Turns out, “As if…” is what their hiring data reported in a new study from Burning Glass Institute and Harvard Business School suggests.
In this article:
So Much for Promising to Make Hiring Skills-Based
Contrary to what employers promised, nearly half (45%) of firms surveyed adopted skills-based hiring in name only, the study reveals. “These firms removed degree requirements from their job postings but continued to hire the same share of degreed workers into these roles. Some even brought in a greater share.”
This ugly situation may also make you question: What about the rest of the sample? Do the 55% of surveyed employers keep their word when saying they’d commit to skills-based recruitment? Or were they, too, merely paying lip service to the concept?
The answer is both:
- Researchers found that nearly all of the change in actual hiring was driven by 37% of the firms studied. These firms are making real change, increasing their share of workers hired without BAs in the analyzed roles by nearly 20%.
- The rest of the sample accounts for 100 – 45% (firms making a change in name only) – 37% (the true skills-based hiring practitioners) = 18%. These firms are called Backsliders. They make short-term gains in realized job accessibility after they drop degree requirements, but, as their name suggests, the change doesn’t stick. At some point, these firms even wind up hiring fewer workers without BAs.
Some may be wondering now:
Does Skills-Based Hiring Worth It?
This question may bake some real hot debates, yet if we take a closer look at those skills-based hiring cheaters—many of them are big names. While big doesn’t equal smart, it’s worth digging in further.
Are these guys dummies? If not, then why did they go against their words?
Did making changes to them that hard? Or did they, in fact, find something invaluable the traditional degree-based hiring possesses that skills-based one doesn’t?
Bad news is the research didn’t unfold this question.
Good news is it shows skills-based approach does reward those adopting it in their hiring. This new concept benefits employees as well. Statically:
- Non-degreed workers have a 20% increase in retention than their degree-holder colleagues.

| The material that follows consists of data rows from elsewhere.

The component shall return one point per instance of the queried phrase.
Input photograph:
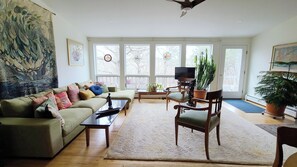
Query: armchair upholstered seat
(202, 119)
(181, 93)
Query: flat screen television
(184, 72)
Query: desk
(145, 92)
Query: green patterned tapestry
(27, 50)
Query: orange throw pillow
(63, 100)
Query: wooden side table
(145, 92)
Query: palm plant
(278, 88)
(205, 71)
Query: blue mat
(245, 106)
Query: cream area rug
(148, 134)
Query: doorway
(232, 71)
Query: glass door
(232, 71)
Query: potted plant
(279, 90)
(153, 87)
(205, 73)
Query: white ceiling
(161, 18)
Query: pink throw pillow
(73, 93)
(62, 100)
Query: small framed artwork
(75, 53)
(284, 57)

- Non-degreed workers hired into roles that previously required degrees experience a 25% pay raise on average.
So,
What If You Want to Skills-Based Hire Your Next Employees?
Hint: Skills-based hiring sounds great when used for the right roles. While holding a degree in singing and writing, candidates or not wouldn’t and shouldn’t be a deal breaker, the same can’t be said for roles like lawyers or doctors.
“Skills-based hiring strategies are designed for the roles where degreed and non-degreed workers have long labored together and where the degree is a matter of employer preference and not of necessity.” said the report.
It also suggested a few occupations that were found to have ended well and will likely do so with skills-based hiring:
- Distribution managers
- Production and planning clerks
- Event planners
- First-line supervisors – food preparation
- First-line supervisors – sales
- Payroll clerks
- Sales
- Document management specialists
These are roles with robust non-college pathways, typically provided through either third-party credentialing such as ‘non-credit’ programs at community colleges, for-profit skills providers, last-mile training programs, or on-the-job training.
What If You Don’t Want to Adopt Skills-Based Hiring Just Yet?
I’d love to know why. What prevents you from trying it?
If you skills-based hired candidates before, what stops you from doing it again?
What makes you think skills-based hiring isn’t worth the trade?